The traditional film festival has morphed into a multitude of events beyond film screenings as programmers capitalize on the media expertise that gathers in unexpected places like Columbia, Missouri, Durham, North Carolina, Austin, Texas or Washington, D.C. Taking advantage of the wealth of talent, aspiring independent documentary filmmakers can (and should) jump on the opportunity to attend festivals and learn from industry leaders.
Full Frame Documentary Film Festival in Durham is no exception, offering an innovative Fellows Pass, specifically through university film programs. This year, 165 students and faculty from 16 different colleges participated. For a discounted rate, universities can send the best of the best film students to Durham where they will be immersed in the Full Frame experience. American University and the Center were well represented this year, and here’s a reflection on the experience.
This year’s Fellow schedule included master classes with Julie Goldman and Alan Berliner as well as panel discussions with experts on topics such as editing, ethics in filmmaking, domestic festivals, and creating narrative films based on docs. Panel members included documentary greats such as: Marshall Curry, Stephen Nameth, Caroline Libresco, David Wilson, Matthew Hamachek, Sam Pollard, Toby Shimin, Amir Bar-Lev, and Jessica Wu, among others.
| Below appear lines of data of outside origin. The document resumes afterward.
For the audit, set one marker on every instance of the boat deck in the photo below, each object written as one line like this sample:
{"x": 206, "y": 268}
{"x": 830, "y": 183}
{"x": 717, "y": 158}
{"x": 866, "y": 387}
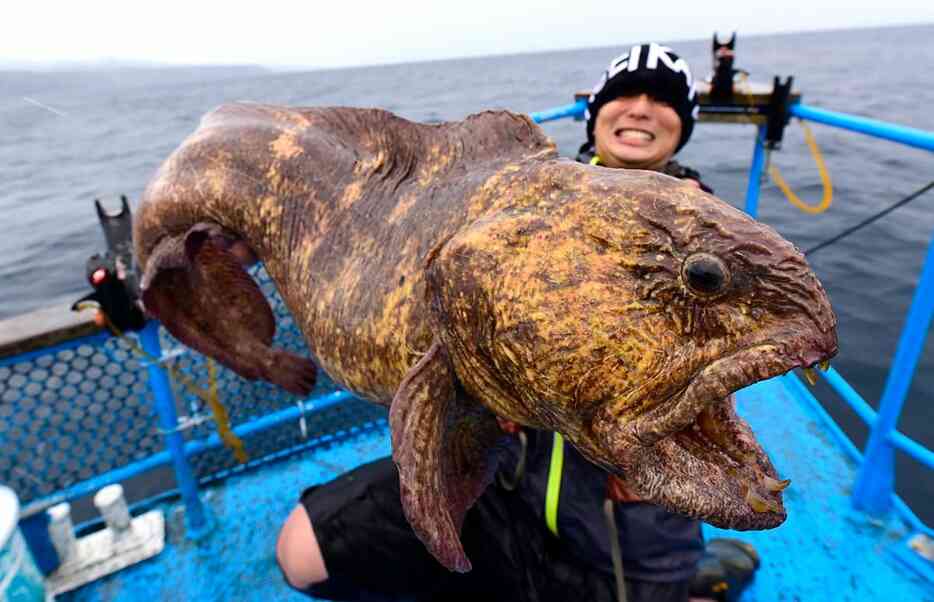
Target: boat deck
{"x": 824, "y": 551}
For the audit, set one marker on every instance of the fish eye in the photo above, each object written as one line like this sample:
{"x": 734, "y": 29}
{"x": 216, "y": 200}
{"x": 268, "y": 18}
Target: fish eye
{"x": 705, "y": 274}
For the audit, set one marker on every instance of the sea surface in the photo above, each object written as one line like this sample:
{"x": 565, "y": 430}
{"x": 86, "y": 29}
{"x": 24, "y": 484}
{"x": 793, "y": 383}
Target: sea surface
{"x": 67, "y": 138}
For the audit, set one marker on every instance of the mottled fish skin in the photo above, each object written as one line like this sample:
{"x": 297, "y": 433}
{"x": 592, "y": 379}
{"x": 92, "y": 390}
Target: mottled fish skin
{"x": 460, "y": 270}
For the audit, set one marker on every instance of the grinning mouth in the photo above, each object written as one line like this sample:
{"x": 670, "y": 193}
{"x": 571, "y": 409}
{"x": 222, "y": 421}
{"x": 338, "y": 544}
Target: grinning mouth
{"x": 695, "y": 456}
{"x": 634, "y": 135}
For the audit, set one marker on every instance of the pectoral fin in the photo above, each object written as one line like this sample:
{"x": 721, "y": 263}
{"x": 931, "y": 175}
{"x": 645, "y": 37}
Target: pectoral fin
{"x": 443, "y": 444}
{"x": 202, "y": 294}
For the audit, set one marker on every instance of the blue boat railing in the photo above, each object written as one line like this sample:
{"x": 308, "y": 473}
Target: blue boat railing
{"x": 57, "y": 372}
{"x": 874, "y": 490}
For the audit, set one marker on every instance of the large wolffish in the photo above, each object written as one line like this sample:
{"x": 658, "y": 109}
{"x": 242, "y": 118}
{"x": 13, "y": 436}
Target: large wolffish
{"x": 461, "y": 271}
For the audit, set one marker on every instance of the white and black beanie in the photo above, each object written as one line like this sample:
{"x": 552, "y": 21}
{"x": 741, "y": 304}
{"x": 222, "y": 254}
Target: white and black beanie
{"x": 654, "y": 70}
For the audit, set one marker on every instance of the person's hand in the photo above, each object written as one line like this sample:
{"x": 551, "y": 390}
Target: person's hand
{"x": 617, "y": 490}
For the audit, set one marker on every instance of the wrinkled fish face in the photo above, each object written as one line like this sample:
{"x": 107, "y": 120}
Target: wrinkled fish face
{"x": 626, "y": 322}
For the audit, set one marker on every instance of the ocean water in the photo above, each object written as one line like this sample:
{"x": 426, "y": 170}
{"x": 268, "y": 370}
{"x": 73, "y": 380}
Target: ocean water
{"x": 67, "y": 138}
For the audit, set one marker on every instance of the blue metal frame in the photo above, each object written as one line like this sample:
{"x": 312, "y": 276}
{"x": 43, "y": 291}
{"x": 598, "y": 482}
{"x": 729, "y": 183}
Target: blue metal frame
{"x": 575, "y": 111}
{"x": 874, "y": 489}
{"x": 870, "y": 127}
{"x": 198, "y": 522}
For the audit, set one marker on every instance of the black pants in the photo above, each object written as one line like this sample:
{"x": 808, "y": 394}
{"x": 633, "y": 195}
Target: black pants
{"x": 372, "y": 554}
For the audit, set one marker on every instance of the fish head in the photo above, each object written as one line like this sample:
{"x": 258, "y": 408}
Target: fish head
{"x": 624, "y": 314}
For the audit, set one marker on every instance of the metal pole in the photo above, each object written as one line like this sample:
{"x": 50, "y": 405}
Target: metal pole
{"x": 876, "y": 479}
{"x": 755, "y": 173}
{"x": 870, "y": 127}
{"x": 196, "y": 518}
{"x": 575, "y": 110}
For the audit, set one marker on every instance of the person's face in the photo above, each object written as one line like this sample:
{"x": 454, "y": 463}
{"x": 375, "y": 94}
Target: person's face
{"x": 636, "y": 132}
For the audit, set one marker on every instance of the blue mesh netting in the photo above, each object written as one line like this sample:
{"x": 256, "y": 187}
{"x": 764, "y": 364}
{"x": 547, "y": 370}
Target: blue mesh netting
{"x": 84, "y": 408}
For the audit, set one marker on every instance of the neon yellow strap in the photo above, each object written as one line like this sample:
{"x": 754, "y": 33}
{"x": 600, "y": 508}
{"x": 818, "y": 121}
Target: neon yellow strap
{"x": 821, "y": 169}
{"x": 554, "y": 484}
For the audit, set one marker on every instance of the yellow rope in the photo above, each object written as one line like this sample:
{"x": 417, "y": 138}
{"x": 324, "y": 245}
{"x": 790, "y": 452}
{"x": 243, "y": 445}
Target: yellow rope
{"x": 821, "y": 169}
{"x": 221, "y": 418}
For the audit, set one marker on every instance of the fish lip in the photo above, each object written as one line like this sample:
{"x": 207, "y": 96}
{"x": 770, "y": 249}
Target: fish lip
{"x": 702, "y": 477}
{"x": 723, "y": 377}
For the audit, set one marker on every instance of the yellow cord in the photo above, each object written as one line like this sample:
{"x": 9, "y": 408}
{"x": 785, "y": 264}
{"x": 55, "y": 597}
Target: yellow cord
{"x": 824, "y": 176}
{"x": 221, "y": 418}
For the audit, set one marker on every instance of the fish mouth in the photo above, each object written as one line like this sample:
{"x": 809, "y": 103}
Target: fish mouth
{"x": 695, "y": 456}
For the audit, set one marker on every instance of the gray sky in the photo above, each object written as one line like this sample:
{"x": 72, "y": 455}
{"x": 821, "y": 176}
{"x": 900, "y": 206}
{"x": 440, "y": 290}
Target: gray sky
{"x": 359, "y": 32}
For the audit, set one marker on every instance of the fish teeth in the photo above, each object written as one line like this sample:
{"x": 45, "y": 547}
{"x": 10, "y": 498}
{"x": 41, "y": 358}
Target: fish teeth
{"x": 774, "y": 485}
{"x": 759, "y": 503}
{"x": 810, "y": 376}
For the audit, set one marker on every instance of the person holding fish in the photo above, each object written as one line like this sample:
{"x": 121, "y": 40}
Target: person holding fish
{"x": 538, "y": 532}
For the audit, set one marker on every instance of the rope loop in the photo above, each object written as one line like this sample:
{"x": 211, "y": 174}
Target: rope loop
{"x": 793, "y": 198}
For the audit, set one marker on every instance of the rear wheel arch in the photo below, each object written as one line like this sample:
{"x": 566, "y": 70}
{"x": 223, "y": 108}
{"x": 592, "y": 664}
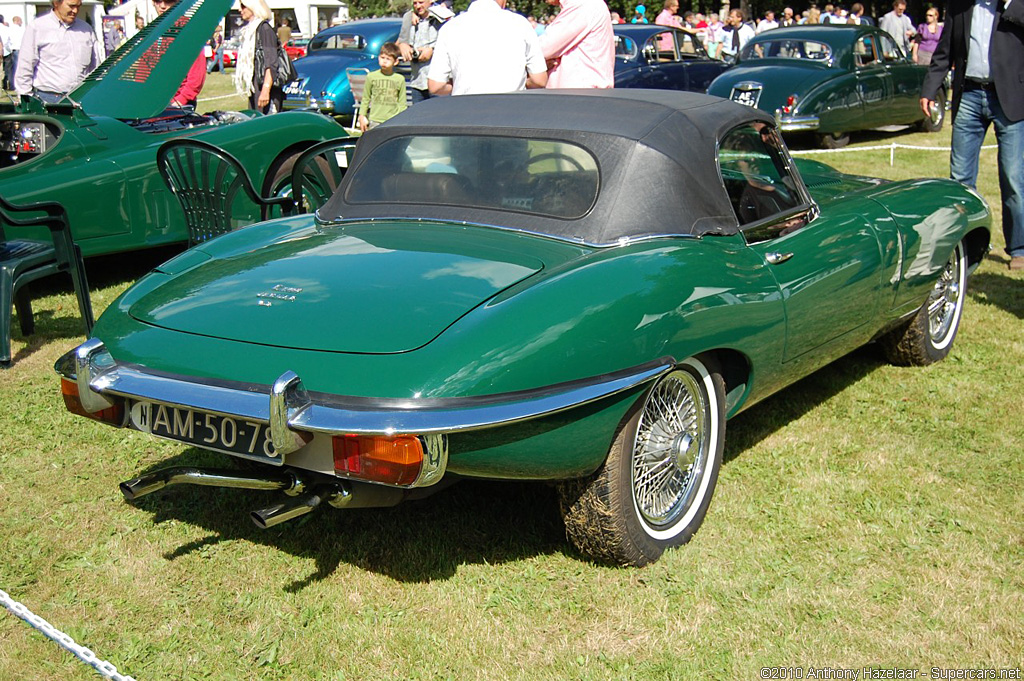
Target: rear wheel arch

In an industry where it pays to know people, Fellows who took advantage of these events left with key networking opportunities that could potentially pay off down the road.
In the first master class of the weekend, Julie Goldman shed light on her career and what is means to be a creative producer. (Read more in our previous post, Julie Goldman on Creative Producing.) The following afternoon, acclaimed filmmaker, Alan Berliner (“First Cousin, Once Removed”) shared personal insights on creating multi-layered films with deeply personal narratives. Berliner suggested that there is no one formula to creating a film, but rather filmmakers need to find their own equations and therefore their own solutions. With behind-the-scenes access to these professionals for an afternoon each, the master classes were packed events with eager participants.
Throughout the weekend, there were five speakeasy sessions, intimate panel discussions offering exceptional quality of speakers. These events, sponsored by A&E IndieFilms, are a place where the audience is often as qualified as the panelists and rousing conversation often ensues on some of the hottest, most current industry debates. (Read our review from a 2013 speakeasy on turning docs into narrative features.)
The Fellow Pass comes with highly sought after tickets to the Opening Night Film (this year it was Dawn Porter’s “Gideon’s Army”) as well as the Festival Center Frame film screenings. (This year the films were “Fight Like Children, Die Like Soldiers,” “First Cousin, Once Removed,” “If You Build It,” and “Which Way is the Front Line From Here? The Life and Time of Tim Hetherington.”) Beyond these screenings, Fellows are highly encouraged to join the “Last Minute Line” and, at no-cost, attend screenings of their choice when seats are available in the theater. Full Frame consistently programs the best new documentaries of the year, both from seasoned filmmakers as well as first timers. The Festival also offers many films having their world or US premier. With such a high caliber of films selected every year, it is an honor to be screened at Full Frame and an exciting atmosphere to be part of. Q &A with the filmmakers and subjects in the film proceed the screenings.
The Opening Night party as well as the Awards Barbecue on Sunday are ticketed events which Fellows have access to as part of the package. The events are fantastic bookends to the Festival that Fellows could mingle and network with friends, both old and new. Because of the small town vibe of Durham, faces are familiar by the end of the Festival and often new friendships and collaborations are started at Full Frame.
While many festivals now offer exclusive events, Full Frames Fellows program is an exciting addition to the festival landscape, hopefully paving the way for film student’s access and enthusiasm to be around the best in the biz in a festival setting. If you can't wait til next April to attend Full Frame, AFIDOCS is coming up in Washington, D.C., June 19-23, 2013!